I think there might be a timing-related issue.
On my build, both the SSR (that turns the amp power on) and the electromechanical relay (that switches the bleeder resistors) are driven together by the ε24 power switch driver circuit. So they mostly switch simultaneously (the electromechanical one just a hair slower due to the physical movement, but then the SSR may also delay very slightly because it would switch only at the AC waveform's zero-crossing point). Since it takes a small amount of time for the transformer to "set up" its magnetic core and for the large amp caps to charge up, the bleeder resistors are switched out first.
On your build, your electromechanical relay is powered up by a σ25 off a different transformer secondary. This means that when the relay coil is activated, the transformer will have already done setting up its magnetic core and the σ25's bulk capacitor is already charged up. This also means that the big amp bulk caps are also already charging up, at this point there is probably a large current flowing through the bleeder resistors. The delay is still very short, but might be long enough to make a difference.
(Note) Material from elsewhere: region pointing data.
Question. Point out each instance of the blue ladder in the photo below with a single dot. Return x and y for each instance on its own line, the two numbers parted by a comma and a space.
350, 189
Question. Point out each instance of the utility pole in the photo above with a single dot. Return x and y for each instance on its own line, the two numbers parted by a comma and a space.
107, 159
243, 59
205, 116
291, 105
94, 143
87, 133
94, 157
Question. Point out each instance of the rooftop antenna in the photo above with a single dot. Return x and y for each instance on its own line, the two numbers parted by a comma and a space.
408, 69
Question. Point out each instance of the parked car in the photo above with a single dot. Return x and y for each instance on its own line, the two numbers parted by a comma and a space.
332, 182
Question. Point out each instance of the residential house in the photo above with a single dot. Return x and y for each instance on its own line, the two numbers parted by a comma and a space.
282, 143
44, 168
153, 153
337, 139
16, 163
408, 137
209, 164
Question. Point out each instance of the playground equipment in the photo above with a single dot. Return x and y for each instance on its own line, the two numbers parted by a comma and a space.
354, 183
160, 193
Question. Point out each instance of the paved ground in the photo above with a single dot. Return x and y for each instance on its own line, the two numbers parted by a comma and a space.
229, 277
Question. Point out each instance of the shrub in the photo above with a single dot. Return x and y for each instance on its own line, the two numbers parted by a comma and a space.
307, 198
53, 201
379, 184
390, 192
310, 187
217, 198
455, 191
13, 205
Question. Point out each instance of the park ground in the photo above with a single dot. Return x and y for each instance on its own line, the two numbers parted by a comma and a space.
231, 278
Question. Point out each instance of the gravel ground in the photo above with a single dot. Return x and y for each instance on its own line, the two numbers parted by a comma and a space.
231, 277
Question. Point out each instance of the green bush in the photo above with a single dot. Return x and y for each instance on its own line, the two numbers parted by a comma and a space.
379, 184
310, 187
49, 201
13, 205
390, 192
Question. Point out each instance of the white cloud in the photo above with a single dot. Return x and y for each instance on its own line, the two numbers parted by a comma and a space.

Now that's a total guess. Maybe your relay is wired wrong or otherwise damaged, I don't know. If you have a way to check the relative timing of the events (with a multi-channel digital storage scope running in single-event trigger mode, you could observe the rampup of the main amp rail voltages and the relay coil voltage to see this) it would bear out whether my guess is true. A simpler test is to measure the voltage across the bleeder resistor while powering up. I don't know whether the DMM will respond fast enough to register a reading, but you shouldn't see a big voltage spike.